Cast : BTS Jungkook, Rap Monster, Jin, Suga

AU, Family, PG-17

Dari promt authumnder ;

2015 telah terlangkaui, tapi resolusi 2016-ku tak juga berganti

.

.

“Ini dokumen yang kau minta, Jungkook-ah.” Namjoon menyerahkan sebuah map lusuh berisi arsip lama tentang kasus yang ditangani Jungkook dua tahun belakangan.

Pengacara muda itu tersenyum kecil saat memandang ‘barang bukti’ yang disodorkan sang Kepala Kepolisian Busan yang mana adalah teman lama ayahnya.

“Kau yakin akan melakukannya lagi?” Ada nada getir dalam pertanyaan Namjoon yang disambut anggukkan pelan oleh Jungkook.

“Aku tidak takut menghadapi mereka. Dulu saat aku masih kecil, aku belum mengerti bagaimana menghentikan ketidakadilan  mereka pada kami sebagai orang kecil. Sekarang aku kuat, Paman. Aku akan membersihkan nama ayah. Setidaknya, orang-orang harus tahu kalau ayahku tidak bersalah.”

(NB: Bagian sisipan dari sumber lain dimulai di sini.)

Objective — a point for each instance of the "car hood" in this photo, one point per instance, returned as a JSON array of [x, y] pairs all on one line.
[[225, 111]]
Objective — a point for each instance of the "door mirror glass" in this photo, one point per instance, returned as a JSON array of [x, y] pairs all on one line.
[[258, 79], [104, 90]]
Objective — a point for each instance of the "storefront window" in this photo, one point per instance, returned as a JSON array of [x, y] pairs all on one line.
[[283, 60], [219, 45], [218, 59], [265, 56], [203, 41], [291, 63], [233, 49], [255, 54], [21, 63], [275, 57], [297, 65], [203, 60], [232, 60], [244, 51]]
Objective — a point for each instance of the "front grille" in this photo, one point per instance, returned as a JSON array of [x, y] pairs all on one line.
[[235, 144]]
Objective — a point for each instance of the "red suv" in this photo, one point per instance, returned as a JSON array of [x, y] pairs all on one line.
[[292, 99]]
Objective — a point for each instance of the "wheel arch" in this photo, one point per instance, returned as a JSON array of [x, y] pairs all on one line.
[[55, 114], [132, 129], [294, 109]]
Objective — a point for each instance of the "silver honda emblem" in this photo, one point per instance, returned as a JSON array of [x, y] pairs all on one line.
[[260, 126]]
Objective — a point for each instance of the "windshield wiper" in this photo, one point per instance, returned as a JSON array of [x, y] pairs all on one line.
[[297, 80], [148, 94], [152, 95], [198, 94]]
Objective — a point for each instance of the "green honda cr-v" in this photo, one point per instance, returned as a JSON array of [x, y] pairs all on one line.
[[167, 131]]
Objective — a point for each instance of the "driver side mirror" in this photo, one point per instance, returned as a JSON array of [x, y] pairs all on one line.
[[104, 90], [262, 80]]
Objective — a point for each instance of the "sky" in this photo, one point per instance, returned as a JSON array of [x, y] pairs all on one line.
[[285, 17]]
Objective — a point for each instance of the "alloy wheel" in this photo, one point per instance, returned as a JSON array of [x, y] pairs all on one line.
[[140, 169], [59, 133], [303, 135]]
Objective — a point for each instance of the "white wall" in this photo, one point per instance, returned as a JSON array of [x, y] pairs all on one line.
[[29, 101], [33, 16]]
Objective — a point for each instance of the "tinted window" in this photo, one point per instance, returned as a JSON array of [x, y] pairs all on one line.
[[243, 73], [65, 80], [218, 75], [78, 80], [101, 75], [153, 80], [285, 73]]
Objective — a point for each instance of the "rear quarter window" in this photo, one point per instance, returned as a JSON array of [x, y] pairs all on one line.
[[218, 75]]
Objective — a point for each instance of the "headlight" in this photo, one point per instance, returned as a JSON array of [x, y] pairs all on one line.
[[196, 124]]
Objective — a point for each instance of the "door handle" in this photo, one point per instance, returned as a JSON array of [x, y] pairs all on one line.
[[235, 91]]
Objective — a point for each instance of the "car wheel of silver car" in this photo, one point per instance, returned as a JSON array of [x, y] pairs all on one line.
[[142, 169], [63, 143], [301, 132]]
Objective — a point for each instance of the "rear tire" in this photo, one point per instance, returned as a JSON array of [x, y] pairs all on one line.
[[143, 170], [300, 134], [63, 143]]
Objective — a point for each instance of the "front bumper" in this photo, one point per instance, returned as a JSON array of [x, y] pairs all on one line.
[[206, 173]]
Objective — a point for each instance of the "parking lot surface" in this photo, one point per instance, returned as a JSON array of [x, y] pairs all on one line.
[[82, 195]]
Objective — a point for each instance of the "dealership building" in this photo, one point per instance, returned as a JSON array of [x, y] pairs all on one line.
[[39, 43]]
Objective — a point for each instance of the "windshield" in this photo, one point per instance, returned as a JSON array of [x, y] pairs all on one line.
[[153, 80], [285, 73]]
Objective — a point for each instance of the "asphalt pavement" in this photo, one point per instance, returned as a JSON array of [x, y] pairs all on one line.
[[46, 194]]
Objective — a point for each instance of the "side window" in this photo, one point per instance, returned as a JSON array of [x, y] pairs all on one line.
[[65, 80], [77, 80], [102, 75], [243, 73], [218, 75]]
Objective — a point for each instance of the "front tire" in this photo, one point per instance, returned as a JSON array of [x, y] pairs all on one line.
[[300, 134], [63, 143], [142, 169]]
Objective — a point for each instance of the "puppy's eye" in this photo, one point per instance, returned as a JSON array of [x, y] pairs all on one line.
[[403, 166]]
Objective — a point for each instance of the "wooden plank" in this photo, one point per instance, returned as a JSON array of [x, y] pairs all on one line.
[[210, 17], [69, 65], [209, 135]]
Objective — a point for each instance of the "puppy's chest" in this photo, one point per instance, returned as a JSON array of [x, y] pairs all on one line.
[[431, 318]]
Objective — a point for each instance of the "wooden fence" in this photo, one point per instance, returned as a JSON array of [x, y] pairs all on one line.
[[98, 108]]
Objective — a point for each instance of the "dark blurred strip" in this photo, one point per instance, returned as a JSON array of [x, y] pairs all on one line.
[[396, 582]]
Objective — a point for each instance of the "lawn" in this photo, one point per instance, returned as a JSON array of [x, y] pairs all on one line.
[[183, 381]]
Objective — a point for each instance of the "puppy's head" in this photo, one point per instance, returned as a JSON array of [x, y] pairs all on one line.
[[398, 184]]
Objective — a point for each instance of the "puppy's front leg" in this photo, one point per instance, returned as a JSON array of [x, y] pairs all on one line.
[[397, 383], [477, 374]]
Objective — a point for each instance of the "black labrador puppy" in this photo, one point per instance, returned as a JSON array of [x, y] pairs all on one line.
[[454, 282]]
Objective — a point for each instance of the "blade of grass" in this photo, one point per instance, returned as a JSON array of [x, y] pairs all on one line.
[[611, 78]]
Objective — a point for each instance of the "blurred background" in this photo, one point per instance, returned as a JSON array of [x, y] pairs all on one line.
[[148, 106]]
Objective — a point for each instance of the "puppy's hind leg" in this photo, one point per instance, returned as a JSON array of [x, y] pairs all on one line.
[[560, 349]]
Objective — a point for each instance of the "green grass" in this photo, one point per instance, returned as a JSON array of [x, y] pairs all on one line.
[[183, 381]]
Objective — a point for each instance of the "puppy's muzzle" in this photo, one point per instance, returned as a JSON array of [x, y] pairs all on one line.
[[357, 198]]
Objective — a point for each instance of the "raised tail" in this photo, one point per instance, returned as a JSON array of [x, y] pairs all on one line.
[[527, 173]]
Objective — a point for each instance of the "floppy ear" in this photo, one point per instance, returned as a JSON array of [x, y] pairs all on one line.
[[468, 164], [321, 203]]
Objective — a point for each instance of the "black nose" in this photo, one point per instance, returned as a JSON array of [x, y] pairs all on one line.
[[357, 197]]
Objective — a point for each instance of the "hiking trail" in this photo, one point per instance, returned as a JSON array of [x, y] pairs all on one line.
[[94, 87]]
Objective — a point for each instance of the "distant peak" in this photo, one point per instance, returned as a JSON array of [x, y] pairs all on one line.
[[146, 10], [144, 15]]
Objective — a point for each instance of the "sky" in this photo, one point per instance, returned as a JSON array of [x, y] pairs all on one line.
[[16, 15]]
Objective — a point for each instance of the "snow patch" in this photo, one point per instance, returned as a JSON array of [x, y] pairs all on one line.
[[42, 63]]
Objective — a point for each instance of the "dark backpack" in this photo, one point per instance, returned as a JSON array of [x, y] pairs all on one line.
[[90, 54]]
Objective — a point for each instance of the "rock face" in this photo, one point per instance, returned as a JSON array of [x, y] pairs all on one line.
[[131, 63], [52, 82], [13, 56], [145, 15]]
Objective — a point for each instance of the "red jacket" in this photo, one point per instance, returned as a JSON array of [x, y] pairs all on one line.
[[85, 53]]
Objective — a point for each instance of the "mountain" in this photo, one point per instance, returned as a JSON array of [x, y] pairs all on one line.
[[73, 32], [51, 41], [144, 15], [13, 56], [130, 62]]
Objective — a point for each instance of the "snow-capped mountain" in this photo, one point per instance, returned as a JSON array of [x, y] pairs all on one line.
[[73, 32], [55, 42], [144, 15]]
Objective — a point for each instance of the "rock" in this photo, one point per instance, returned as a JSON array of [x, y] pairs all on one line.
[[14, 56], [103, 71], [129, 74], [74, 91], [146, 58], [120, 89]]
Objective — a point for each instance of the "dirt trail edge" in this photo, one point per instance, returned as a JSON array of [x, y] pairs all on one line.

Rentetan kalimat Jungkook tersebut menyeret dirinya sendiri kembali pada memorinya 20 tahun silam. Di mana seorang Kim Seokjin—ayahnya, dijebak oleh  mafia yang memanfaatkan kebaikan sang ayah sehingga sebuah keadaan terbalik saat itu.

‘Kepala Direktur Perusahaan XX dibunuh oleh seorang karyawan restoran’. Itulah kepala berita yang terpampang di media cetak keesokan harinya.

Di bawah guyuran hujan, Jungkook kecil menangis hebat mengetahui satu-satunya keluarga yang dia punya dibawa paksa ke kantor polisi. Sementara  Seokjin yang tidak mengetahui apa-apa hanya bisa pasrah mendengar keputusan sang hakim yang menetapkannya sebagai terdakwa, karena di luar dugaan semua bukti mengarah padanya. Entah bagaimana sebuah rencana jahat yang mengkambing hitamkan Seokjin bisa terjadi secara rapih, mafia itu sepertinya sudah mengawasi Seokjin jauh hari.

.

.

“Ayahku bukan penjahat… ayahku bukan pembunuh… ayahku bukan pembunuh…”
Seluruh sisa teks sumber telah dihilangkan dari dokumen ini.